Although the problem of code are found online, but everyone can't run, I don't can edit the text in the PDF file (not encrypted) is not to come out, good quick ah, who is a great god know, help bai!!! Younger brother grateful ah, a string of code, but it is always an error, says the from pdfminer. Pdfparser import pdfparser, PDFDocument PDFDocument of import, and the from pdfminer. Pdfinterp import PDFTextExtractionNotAllowed this is, this is the two error, have two days, I couldn't find a solution, I am also drunk

 import sys 
The import importlib 
Importlib. Reload (sys) 

The from pdfminer. Pdfparser import pdfparser, PDFDocument 
The from pdfminer. Pdfinterp import PDFResourceManager, PDFPageInterpreter 
The from pdfminer. The converter import PDFPageAggregator 
The from pdfminer. Layout import * 
The from pdfminer.
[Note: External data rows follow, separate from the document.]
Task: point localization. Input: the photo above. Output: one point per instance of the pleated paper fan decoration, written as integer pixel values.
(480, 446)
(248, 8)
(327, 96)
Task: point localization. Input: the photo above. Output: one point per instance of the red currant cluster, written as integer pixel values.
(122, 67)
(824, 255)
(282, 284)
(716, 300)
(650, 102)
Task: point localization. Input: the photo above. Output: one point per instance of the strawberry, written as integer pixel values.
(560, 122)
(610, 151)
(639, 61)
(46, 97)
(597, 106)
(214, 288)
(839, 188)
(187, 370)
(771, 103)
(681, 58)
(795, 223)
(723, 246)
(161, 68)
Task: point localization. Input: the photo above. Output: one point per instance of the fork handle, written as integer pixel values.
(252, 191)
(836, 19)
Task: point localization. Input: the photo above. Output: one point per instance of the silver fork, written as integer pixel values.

Pdfinterp import PDFTextExtractionNotAllowed 

"' 
Parsing the PDF file, file contains a variety of objects 
"' 


# PDF file parsing function 
Def parse (pdf_path) : 
Fp=open (pdf_path, 'rb') # read in binary mode to open the 
# use the file object to create a PDF document analyzer 
The parser=PDFParser (fp) 
# to create a PDF document 
Doc=PDFDocument () 
# connect analyzer with the document object 
Parser. Set_document (doc) 
Doc. Set_parser (parser) 

# to provide initial password 
# if no password, create an empty string 
Doc. The initialize () 

# test for a provide TXT document conversion, omit it does not provide 
If not doc. Is_extractable: 
Raise PDFTextExtractionNotAllowed 
The else: 
# to create PDf resource manager to manage the Shared resource 
RSRCMGR=PDFResourceManager () 
# to create a PDF device object 
Laparams=laparams () 
Device=PDFPageAggregator (RSRCMGR, laparams=laparams) 
# create a PDF interpreter object 
Interpreter=PDFPageInterpreter (RSRCMGR, device) 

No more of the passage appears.